Nutrition Facts : Calories 288.3 calories, Carbohydrate 5.9 g, Cholesterol 44.6 mg, Fat 22.6 g, Fiber 2.7 g, Protein 16.1 g, SaturatedFat 3.7 g, Sodium 2252.8 mg, Sugar 1.5 g

Tips:

  • Use fresh, high-quality ingredients: The quality of your ingredients will greatly impact the taste of your ceviche. Make sure to use the freshest fish and vegetables you can find.
  • Use a sharp knife: A sharp knife will help you to thinly slice the fish and vegetables, which will make them more tender and easier to eat.
  • Don't overcook the fish: Ceviche is a raw dish, so it's important not to overcook the fish. The fish should be opaque and slightly firm to the touch.
  • Use a variety of citrus juices: Ceviche is traditionally made with lime juice, but you can also use other citrus juices, such as lemon juice, orange juice, or grapefruit juice.
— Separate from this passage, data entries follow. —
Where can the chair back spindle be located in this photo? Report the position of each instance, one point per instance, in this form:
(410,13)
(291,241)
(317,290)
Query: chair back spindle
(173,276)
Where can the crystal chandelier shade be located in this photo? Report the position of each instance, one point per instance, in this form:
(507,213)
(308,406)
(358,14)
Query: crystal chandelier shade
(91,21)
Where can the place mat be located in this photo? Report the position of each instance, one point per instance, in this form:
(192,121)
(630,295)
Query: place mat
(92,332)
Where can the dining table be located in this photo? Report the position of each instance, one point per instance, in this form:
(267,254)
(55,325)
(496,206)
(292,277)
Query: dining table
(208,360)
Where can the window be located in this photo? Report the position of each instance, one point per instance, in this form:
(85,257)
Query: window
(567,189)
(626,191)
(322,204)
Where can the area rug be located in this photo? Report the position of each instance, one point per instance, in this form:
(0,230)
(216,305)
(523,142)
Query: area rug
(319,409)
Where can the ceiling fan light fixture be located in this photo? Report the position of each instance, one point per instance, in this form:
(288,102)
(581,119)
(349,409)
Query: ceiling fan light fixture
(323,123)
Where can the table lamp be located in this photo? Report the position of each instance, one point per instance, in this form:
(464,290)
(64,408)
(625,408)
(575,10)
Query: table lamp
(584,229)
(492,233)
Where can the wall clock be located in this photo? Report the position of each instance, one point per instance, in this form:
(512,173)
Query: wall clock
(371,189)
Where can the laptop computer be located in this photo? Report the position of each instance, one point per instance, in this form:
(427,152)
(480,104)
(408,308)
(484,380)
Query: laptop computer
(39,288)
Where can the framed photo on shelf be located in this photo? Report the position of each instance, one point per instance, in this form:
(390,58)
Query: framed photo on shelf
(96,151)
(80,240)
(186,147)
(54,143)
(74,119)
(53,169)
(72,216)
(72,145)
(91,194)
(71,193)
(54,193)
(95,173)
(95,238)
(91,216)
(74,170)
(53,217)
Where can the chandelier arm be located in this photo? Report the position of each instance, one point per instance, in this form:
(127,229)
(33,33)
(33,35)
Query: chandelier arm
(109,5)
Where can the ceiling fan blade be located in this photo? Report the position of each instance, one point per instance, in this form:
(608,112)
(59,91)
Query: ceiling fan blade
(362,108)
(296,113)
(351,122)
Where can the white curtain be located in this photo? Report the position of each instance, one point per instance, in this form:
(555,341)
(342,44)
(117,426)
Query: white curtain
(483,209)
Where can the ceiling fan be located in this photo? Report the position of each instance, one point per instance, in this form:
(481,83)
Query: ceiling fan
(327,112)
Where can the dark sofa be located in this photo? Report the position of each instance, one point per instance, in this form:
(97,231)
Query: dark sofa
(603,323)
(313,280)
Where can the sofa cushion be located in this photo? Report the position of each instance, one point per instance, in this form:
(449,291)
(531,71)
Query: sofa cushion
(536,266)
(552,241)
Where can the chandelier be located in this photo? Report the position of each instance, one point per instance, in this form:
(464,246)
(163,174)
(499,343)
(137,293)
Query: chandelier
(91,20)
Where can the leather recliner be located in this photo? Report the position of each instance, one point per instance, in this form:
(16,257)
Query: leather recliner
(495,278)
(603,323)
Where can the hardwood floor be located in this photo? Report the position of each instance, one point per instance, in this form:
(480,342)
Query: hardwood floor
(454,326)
Experiment with different combinations to find the flavor that you like best.
  • Add other flavors: In addition to citrus juices, you can also add other flavors to your ceviche, such as herbs, spices, and vegetables. Some popular additions include cilantro, red onion, avocado, and jalapeño peppers.
  • Serve immediately: Ceviche is best served immediately after it is made. The longer it sits, the more the fish will "cook" in the citrus juices and become tough.

Conclusion:

Ceviche is a delicious and refreshing dish that is perfect for a summer meal. It is easy to make and can be tailored to your own personal taste. With a few simple tips, you can make a ceviche that is sure to impress your friends and family.